We solve the equation by integration taking into account the modified law of behavior \({\mathrm{MF}}_{z}={\mathrm{EI}}_{z}\frac{{\partial }^{2}v}{\partial {x}^{2}}\) and the equilibrium equation \(\frac{\partial {\mathrm{MF}}_{z}}{\partial x}+{V}_{y}=0\)

The four successive integrations, taking into account for the calculation of the integration constants that:

\(\begin{array}{}\frac{\partial }{\partial x}\left[{\mathrm{EI}}_{z}(x)\frac{{\partial }^{2}v}{\partial {x}^{2}}\right](L)=-{V}_{y}(L)=-{F}_{y}\\ ({\mathrm{EI}}_{z}(L)\frac{{\partial }^{2}v}{\partial {x}^{2}})(L)=0\\ \frac{\partial v}{\partial x}(0)=0\\ v(0)=0\end{array}\)

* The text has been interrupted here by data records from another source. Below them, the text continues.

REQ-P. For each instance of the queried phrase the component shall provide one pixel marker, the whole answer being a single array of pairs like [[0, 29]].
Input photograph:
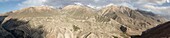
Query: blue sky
[[157, 6]]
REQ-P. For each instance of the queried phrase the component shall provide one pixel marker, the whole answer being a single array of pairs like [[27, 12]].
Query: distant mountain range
[[76, 21]]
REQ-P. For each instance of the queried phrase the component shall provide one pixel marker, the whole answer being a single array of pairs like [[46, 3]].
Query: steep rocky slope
[[160, 31], [76, 21]]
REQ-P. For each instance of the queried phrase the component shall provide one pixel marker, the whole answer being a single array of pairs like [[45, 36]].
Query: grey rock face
[[76, 21]]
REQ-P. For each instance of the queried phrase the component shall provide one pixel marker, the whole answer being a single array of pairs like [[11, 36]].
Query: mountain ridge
[[81, 21]]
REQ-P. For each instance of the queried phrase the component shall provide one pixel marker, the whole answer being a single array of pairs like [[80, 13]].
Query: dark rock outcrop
[[160, 31], [75, 21]]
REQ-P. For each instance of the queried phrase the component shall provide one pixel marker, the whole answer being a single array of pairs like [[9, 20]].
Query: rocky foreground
[[76, 21]]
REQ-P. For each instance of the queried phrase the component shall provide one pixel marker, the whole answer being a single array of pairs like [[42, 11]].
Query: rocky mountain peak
[[77, 21]]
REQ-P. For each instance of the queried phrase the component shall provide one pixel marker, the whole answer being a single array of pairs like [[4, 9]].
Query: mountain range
[[76, 21]]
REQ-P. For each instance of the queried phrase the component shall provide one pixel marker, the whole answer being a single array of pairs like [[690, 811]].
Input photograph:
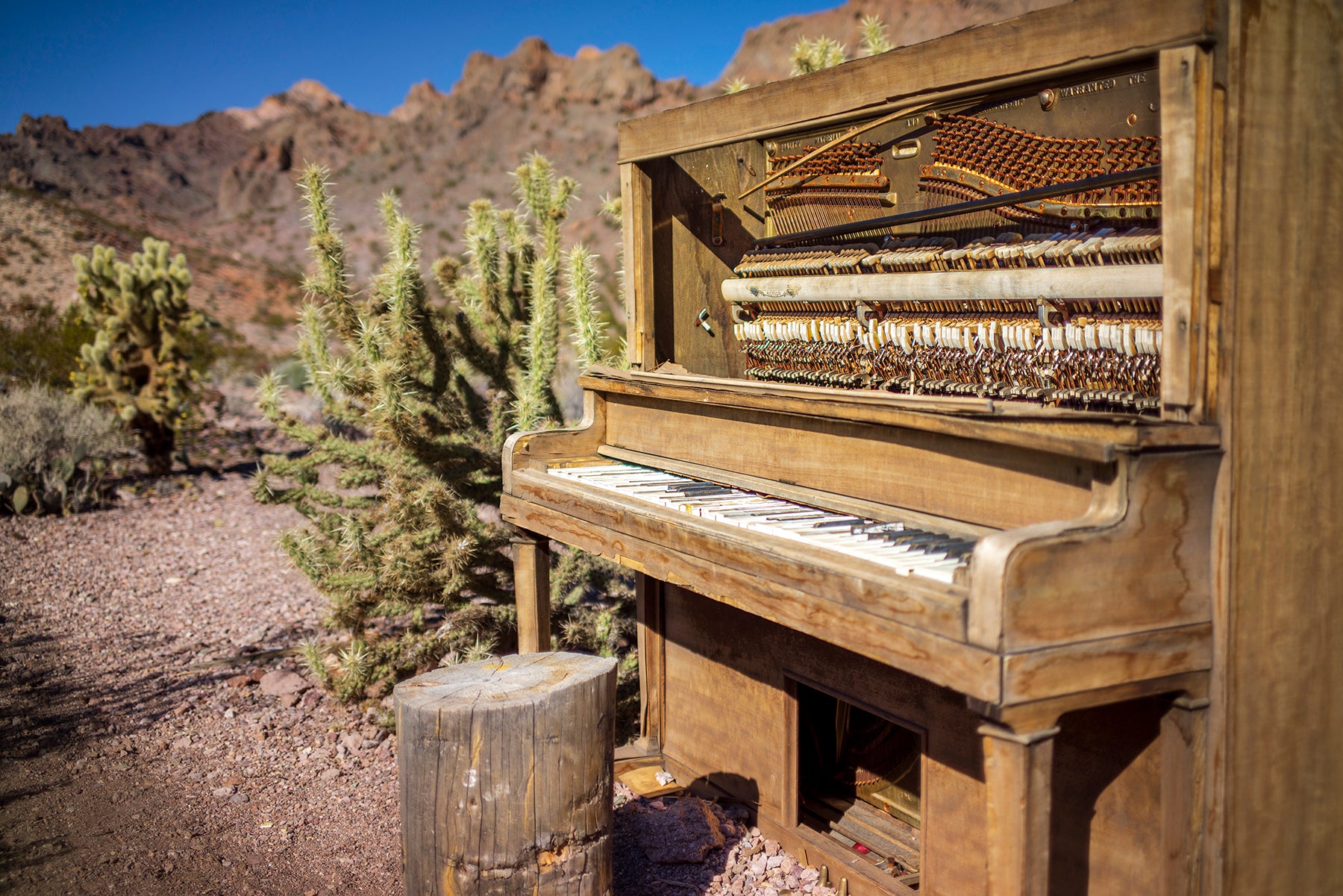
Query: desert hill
[[221, 187]]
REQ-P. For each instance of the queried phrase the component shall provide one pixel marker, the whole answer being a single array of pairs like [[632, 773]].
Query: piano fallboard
[[1084, 574]]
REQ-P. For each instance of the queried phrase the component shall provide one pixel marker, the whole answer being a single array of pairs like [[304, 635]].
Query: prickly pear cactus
[[140, 359]]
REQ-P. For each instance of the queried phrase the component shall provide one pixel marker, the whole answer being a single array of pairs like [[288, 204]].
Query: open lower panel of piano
[[915, 456]]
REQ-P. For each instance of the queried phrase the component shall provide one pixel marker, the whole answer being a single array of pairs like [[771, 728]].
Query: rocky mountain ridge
[[222, 187]]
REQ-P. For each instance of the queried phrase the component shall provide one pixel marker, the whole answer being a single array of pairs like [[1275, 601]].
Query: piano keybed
[[1103, 355], [906, 550]]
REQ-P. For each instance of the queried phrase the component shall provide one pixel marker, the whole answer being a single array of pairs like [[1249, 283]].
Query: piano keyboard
[[903, 548]]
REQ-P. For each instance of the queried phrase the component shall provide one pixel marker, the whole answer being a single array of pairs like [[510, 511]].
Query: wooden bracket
[[532, 587]]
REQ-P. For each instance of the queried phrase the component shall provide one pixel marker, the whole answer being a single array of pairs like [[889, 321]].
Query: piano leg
[[1183, 743], [1018, 770], [532, 589]]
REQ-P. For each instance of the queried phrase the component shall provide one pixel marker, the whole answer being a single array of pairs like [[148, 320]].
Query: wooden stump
[[505, 770]]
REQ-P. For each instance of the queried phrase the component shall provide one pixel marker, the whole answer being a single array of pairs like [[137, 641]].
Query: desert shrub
[[42, 345], [54, 451], [416, 401], [140, 362]]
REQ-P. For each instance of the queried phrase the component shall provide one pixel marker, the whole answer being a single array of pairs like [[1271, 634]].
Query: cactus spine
[[139, 362]]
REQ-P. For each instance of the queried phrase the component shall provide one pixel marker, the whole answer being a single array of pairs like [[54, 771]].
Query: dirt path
[[154, 735], [122, 768]]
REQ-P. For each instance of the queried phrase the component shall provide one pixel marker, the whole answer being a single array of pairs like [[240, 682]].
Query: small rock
[[277, 684]]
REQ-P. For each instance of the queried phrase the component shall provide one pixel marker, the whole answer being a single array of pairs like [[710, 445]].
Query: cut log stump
[[505, 771]]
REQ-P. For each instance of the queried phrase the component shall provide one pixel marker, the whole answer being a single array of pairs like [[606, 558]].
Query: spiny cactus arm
[[270, 394], [535, 404], [478, 352], [329, 280], [517, 261], [814, 55], [483, 293], [874, 40], [589, 330]]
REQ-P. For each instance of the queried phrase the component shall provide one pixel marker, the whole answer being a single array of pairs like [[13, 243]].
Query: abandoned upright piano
[[918, 451]]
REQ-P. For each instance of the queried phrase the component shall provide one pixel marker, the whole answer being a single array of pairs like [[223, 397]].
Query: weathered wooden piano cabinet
[[1044, 594]]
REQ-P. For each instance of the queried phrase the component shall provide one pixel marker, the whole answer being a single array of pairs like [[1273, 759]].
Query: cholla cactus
[[418, 401], [140, 359], [874, 40], [814, 55]]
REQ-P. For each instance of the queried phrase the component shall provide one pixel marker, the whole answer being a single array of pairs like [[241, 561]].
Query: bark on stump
[[505, 774]]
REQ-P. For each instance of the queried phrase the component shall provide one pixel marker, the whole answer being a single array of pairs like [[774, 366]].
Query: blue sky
[[125, 63]]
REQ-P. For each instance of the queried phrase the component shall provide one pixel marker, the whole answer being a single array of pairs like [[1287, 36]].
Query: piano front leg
[[1183, 755], [532, 587], [1018, 768]]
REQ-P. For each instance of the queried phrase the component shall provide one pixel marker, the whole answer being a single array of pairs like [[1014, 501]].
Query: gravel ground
[[157, 738], [139, 751]]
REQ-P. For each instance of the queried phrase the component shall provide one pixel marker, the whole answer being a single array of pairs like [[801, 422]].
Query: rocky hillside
[[765, 51], [222, 187]]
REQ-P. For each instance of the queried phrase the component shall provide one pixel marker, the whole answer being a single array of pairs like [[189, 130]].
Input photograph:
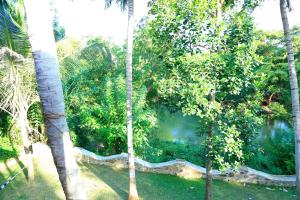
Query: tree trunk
[[208, 186], [294, 90], [39, 25], [133, 194], [22, 121]]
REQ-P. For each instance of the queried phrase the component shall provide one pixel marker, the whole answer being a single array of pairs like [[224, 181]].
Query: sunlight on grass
[[105, 183]]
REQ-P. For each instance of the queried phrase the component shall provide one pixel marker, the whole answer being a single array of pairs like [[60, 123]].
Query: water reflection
[[175, 127]]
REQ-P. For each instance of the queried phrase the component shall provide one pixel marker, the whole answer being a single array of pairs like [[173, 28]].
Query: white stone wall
[[177, 167]]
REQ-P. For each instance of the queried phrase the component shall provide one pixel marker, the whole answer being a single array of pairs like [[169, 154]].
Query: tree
[[133, 194], [206, 64], [39, 27], [17, 88], [284, 4], [17, 95]]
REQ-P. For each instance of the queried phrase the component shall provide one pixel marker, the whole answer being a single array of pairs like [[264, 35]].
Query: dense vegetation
[[200, 62]]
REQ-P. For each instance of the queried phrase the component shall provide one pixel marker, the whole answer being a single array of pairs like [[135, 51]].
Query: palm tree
[[133, 194], [284, 4], [39, 27], [17, 95], [17, 90]]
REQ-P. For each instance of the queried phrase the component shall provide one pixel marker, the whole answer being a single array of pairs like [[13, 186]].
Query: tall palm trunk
[[42, 42], [294, 89], [132, 180], [208, 186], [23, 124]]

lead to the expression of:

\(v(x)=+\frac{{F}_{y}{L}^{2}}{6E{I}_{{z}_{1}}}\frac{{x}^{2}(3L-x+2\mathrm{cx})}{{(L+\mathrm{cx})}^{2}}\)

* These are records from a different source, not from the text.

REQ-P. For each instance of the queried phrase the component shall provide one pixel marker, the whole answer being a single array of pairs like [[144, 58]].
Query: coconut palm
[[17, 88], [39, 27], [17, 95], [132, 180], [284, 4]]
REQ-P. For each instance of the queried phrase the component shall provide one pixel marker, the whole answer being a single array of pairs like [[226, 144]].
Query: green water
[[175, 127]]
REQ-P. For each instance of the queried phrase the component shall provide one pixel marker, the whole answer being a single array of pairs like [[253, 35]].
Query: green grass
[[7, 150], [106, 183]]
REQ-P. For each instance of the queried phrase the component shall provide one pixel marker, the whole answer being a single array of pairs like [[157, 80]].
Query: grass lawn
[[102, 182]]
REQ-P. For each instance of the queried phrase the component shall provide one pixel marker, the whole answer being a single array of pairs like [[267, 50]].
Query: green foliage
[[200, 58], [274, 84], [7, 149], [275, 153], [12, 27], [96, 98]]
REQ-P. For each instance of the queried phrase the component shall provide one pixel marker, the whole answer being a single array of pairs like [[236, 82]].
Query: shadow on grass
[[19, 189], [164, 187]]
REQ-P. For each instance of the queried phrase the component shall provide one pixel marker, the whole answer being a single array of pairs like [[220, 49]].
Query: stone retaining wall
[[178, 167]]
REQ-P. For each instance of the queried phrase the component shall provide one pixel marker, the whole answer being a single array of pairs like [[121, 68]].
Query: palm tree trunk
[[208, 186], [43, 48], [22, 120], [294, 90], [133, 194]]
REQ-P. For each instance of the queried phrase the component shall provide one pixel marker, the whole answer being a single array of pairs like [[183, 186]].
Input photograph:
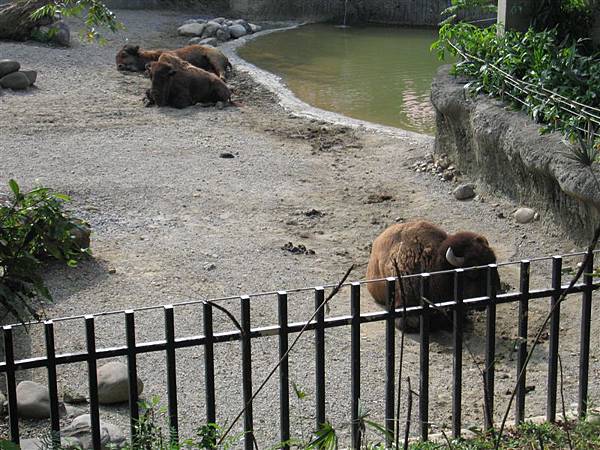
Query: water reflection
[[379, 74]]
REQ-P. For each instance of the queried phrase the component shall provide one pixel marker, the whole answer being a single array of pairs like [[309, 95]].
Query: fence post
[[584, 349], [553, 339], [52, 386], [247, 373], [11, 384], [490, 345], [457, 358], [424, 359], [93, 380], [209, 364], [390, 361], [522, 345], [284, 382], [355, 361], [320, 357]]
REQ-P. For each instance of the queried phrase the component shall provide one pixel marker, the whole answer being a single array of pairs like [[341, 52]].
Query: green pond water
[[374, 73]]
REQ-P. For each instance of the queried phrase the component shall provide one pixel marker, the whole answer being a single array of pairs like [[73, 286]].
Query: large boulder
[[79, 434], [33, 400], [15, 80], [237, 30], [113, 386], [191, 29], [223, 34], [8, 66], [210, 30]]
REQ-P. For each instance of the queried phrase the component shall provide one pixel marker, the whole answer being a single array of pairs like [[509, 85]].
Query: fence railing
[[456, 306]]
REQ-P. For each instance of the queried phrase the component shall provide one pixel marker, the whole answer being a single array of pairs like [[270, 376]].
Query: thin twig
[[333, 293], [536, 341]]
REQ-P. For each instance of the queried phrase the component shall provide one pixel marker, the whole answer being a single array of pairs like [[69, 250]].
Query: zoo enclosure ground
[[173, 221]]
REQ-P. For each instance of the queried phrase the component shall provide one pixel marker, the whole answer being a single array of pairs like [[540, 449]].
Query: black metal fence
[[455, 306]]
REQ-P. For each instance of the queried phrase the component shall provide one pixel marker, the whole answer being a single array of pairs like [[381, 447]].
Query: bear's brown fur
[[133, 58], [179, 84], [421, 247]]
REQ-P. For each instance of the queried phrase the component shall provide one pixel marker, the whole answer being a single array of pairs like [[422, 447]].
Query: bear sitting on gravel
[[179, 84], [134, 59]]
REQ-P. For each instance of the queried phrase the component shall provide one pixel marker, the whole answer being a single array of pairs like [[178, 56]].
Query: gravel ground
[[174, 221]]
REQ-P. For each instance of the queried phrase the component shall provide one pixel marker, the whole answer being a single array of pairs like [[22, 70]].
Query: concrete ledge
[[503, 149]]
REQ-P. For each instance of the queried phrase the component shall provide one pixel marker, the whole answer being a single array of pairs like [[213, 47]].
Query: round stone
[[8, 66], [524, 215], [464, 192]]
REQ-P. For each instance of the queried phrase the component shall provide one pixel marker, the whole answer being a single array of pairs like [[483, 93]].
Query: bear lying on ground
[[134, 59], [179, 84]]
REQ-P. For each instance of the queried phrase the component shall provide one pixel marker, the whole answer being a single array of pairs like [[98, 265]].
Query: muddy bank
[[174, 221]]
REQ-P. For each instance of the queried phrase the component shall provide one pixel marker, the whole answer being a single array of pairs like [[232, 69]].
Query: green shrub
[[33, 228]]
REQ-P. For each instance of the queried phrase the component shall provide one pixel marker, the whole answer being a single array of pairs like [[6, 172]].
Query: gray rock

and to the expression of \({\theta }_{z}(x)\)

\({\theta }_{z}(x)=+\frac{{F}_{y}\mathrm{L²}}{6E{I}_{{z}_{1}}}\frac{x(6\mathrm{L²}-3\mathrm{Lx}+6L\mathrm{cx}-\mathrm{cx²}+2\mathrm{c²}\mathrm{x²})}{{(L+\mathrm{cx})}^{3}}\)

Internal efforts are given by:

\(\begin{array}{}{V}_{y}(x)={F}_{y}\\ {\mathrm{MF}}_{z}(x)={F}_{y}(L-x)\end{array}\)

and the constraints by:

\({\sigma }_{\mathrm{xx}}(x)=∣{\mathrm{MF}}_{z}(x)∣\frac{R(x)}{{I}_{z}(x)}\)

\({\sigma }_{\mathrm{xy}}=\frac{{V}_{y}(x)}{A(x)}\) no shear correction coefficient under Euler’s hypothesis.

2.1.1.3. Beam subjected to a one-time torsional moment \(\mathrm{Mx}\)#

The movement is given by the equation:

\(\frac{\partial }{\partial x}\left[G{I}_{p}(x)\frac{\partial {\theta }_{x}}{\partial x}\right]=0\) with \({I}_{p}(x)={I}_{{p}_{1}}{(1+c\frac{x}{L})}^{4}\) and \(c={(\frac{{I}_{{p}_{2}}}{{I}_{{p}_{1}}})}^{\frac{1}{4}}-1\), \({M}_{x}(L)={M}_{x}\)

After integration, and taking into account the fact that:

\(G{I}_{p}(L)=\frac{\partial {\theta }_{x}}{\partial x}(L)={M}_{x}\), and \({\theta }_{x}(0)=0\)

we get the expression for \({\theta }_{x}(x)\):

\({\theta }_{x}(x)=\frac{L{M}_{x}}{3G{I}_{{p}_{1}}}\frac{x(3{L}^{2}+3L\mathrm{cx}+\mathrm{c²}\mathrm{x²})}{{(L+\mathrm{cx})}^{3}}\)

For internal efforts and constraints, we must also have:

\(\begin{array}{}{M}_{x}(x)={M}_{x}\\ {\sigma }_{\mathrm{xy}}(x)=\frac{{M}_{x}(x)}{{I}_{p}(x)}{R}_{T}(x)\\ {\sigma }_{\mathrm{xz}}(x)=\frac{{M}_{x}(x)}{{I}_{p}(x)}{R}_{T}(x)\end{array}\)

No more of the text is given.